A deux heures de Paris ou Lyon, le massif du Morvan regorge de ressources naturelles. Créée en 1993 sous l’impulsion du Parc Naturel Régional du Morvan, l’association Vélo Morvan Nature développe et entretient le Site VTT FFC « Massif du Morvan », devenu le plus vaste de France avec plus de 2 000 km de chemins et sentiers balisés. Depuis 2005, l’association et ses partenaires souhaitaient entrer dans une logique de « Grande Traversée ». Le temps de coordonner les différents acteurs (le Parc, les 4 départements et les communes concernées) et en juin 2011 était inaugurée la Grande Traversée du Morvan.

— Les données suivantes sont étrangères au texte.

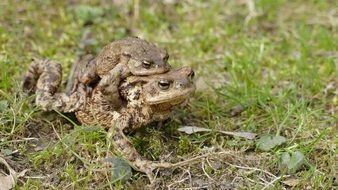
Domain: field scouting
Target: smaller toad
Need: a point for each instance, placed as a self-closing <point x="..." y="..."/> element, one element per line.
<point x="118" y="60"/>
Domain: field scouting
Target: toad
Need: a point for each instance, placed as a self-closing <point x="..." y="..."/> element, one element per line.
<point x="118" y="60"/>
<point x="144" y="99"/>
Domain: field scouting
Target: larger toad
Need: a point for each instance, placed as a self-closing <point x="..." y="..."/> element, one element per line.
<point x="145" y="99"/>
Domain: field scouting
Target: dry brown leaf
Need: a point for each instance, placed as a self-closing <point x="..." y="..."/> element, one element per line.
<point x="192" y="129"/>
<point x="8" y="176"/>
<point x="291" y="181"/>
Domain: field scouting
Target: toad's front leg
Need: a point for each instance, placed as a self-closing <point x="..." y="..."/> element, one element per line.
<point x="45" y="76"/>
<point x="128" y="151"/>
<point x="109" y="83"/>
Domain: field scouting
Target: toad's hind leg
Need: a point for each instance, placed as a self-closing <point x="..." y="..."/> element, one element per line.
<point x="128" y="151"/>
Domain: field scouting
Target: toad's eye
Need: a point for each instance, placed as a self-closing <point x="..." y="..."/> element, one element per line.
<point x="164" y="84"/>
<point x="146" y="64"/>
<point x="165" y="58"/>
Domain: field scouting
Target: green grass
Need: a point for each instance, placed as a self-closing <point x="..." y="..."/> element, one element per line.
<point x="278" y="65"/>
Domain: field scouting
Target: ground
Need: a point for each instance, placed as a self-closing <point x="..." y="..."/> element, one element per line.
<point x="268" y="67"/>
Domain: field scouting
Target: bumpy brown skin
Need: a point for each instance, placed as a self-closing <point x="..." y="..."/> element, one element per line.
<point x="147" y="99"/>
<point x="44" y="77"/>
<point x="118" y="60"/>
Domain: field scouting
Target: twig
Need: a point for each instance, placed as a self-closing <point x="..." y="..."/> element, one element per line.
<point x="206" y="172"/>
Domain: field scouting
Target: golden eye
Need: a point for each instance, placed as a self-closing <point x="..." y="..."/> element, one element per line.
<point x="166" y="57"/>
<point x="164" y="84"/>
<point x="146" y="64"/>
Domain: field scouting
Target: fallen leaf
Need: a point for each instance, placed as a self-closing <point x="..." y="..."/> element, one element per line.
<point x="192" y="129"/>
<point x="292" y="161"/>
<point x="121" y="171"/>
<point x="236" y="110"/>
<point x="267" y="142"/>
<point x="291" y="181"/>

Le Morvan côté carte postale
Au départ d’Avallon, ville posée sur un promontoire, le ton est donné dès le début. Le chemin qui descend entre les potagers et jardins en terrasses offre une ambiance et des sensations immédiates. On roule ensuite plus tranquillement, même si le dénivelé reste toujours présent, dans un paysage de bocage caractéristique des régions agricoles. Passé les gorges du Cousin, le Château de Chastellux mérite le détour et la visite. C’est l’occasion d’une pause culturelle bien méritée. De belles « longères morvandelles », fermes traditionnelles de la région assez massives et spacieuses, bien souvent superbement rénovées, jalonnent notre itinéraire.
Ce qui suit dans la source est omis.